The Ethiopian Development Research Institute (EDRI) is collaborating with the World Bank to study the potential for implementing carbon pricing in Ethiopia, also as case study for low-income countries. One specific instrument that is being investigatesd is vehicle fuel tax.
After a High-Level Carbon Pricing Panel summit in New York last year, PM Hailmariam Desalegn promised to explore the potential of carbon pricing, the method favored by many for reducing global-warming.
The first phase of the study, focusing on the economic and distributional impacts of social impacts of carbon pricing, is almost finished. The second phase will look at sector-specific aspects.
Dr. Haileselassie Medhin, who directs the Environment and Climate Research Center at the Ethiopian Development Research Institue, told Capital that the study will help the government take action on climate.
“Carbon pricing is one among an array of policy instruments that could help in achieving the targets set in Ethiopia’s ambitious Climate Resilient Greem Economy (CRGE) Strategy. But it’s potential needs to be carefully explored as it has multi-dimensional economic, environmental, and social impacts. Our job is to provide policy makers with the best possible evidence on these impacts by taking into consideration different scenarios on the rate of carbon taxes and recycling of revenues.” he said.

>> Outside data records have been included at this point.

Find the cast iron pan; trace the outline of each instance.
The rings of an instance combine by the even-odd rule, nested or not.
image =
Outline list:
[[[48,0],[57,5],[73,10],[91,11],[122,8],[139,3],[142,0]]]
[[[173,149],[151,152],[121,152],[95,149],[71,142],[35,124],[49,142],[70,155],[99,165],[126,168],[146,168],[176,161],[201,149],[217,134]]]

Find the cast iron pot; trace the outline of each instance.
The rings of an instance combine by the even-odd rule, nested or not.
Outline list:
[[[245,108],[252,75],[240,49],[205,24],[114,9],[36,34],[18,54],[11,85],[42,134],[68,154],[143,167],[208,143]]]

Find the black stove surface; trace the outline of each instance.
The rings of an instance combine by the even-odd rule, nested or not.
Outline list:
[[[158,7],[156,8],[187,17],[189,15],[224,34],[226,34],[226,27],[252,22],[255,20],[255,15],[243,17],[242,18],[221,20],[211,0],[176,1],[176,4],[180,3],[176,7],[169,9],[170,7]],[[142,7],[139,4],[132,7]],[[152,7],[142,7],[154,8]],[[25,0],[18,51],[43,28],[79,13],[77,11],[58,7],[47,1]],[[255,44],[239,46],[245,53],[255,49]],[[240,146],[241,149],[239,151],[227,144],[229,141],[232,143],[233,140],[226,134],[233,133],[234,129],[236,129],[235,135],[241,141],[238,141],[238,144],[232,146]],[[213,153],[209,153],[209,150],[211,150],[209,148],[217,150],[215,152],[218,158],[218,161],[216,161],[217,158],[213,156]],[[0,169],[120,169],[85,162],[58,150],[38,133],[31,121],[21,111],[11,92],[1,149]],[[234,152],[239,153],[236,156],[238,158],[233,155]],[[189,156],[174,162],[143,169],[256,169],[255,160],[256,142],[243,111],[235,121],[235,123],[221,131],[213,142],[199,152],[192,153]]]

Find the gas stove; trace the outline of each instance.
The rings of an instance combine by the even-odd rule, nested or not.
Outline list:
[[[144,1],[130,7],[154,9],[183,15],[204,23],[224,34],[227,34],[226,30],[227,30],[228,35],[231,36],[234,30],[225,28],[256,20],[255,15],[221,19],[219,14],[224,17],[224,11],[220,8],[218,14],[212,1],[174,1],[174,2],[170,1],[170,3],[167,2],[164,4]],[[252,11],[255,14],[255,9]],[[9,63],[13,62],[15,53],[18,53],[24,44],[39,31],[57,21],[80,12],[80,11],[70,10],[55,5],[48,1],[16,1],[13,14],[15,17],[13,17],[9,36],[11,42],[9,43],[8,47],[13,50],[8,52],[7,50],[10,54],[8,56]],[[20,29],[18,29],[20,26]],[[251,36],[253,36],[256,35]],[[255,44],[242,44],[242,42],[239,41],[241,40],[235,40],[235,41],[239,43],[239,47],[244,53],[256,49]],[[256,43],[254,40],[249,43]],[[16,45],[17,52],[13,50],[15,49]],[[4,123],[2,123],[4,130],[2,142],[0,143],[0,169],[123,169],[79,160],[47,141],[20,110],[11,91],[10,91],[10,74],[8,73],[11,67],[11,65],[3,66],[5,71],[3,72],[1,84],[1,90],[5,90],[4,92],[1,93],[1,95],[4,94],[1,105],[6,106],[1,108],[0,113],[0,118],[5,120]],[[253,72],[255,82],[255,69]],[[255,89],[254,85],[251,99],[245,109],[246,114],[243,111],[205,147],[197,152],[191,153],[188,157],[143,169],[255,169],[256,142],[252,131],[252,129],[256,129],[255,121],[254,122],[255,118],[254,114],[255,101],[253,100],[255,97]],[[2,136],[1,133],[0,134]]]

“Our study is forward-looking. We analyse the role of carbon pricing over the next two and three decades by taking the trajectory of Ethiopia’s economic transformation into consideration”Dr. Haileselassie added.
Capital asked the director why the current study focuses on fuel taxes, and hence not taxes on emissions from forestry and agriculture sectors.
“It is true that the majority of Ethiopia’s carbon emissions currently come from biomass-burning and agricultural activities, but it is complicated and a challenge to levy a tax on them given the current economic situation. The structure of the economy is also changing fast, making these kinds of emissions less and less prominent.’’ he said.
The point of carbon pricing is to charge producers and consumers for the cost of the carbon pollution they are discharging into the atmosphere, to discourage polluting, and reward innovation in energy efficiency.
Carbon pricing falls under two basic models. Carbon taxes can be levied by governments setting a price per ton on the production of greenhouse gases, typically on the sale and use of fossil fuels depending on the carbon content of the fuel. Cap-and-trade systems set economy-wide limits on emissions and then establish a carbon market, within which industries are allotted permits for emissions which they can buy and sell, with the costs passed on to consumers.
Norway, Sweden, Switzerland, France, Canada’s British Columbia and California have instituted carbon pricing; none have experienced adverse effects on industrial production or economic growth. When British Columbia introduced a carbon tax, an entirely new clean technology sector of over 200 companies sprouted up, collectively generating USD 1.7 billion annually.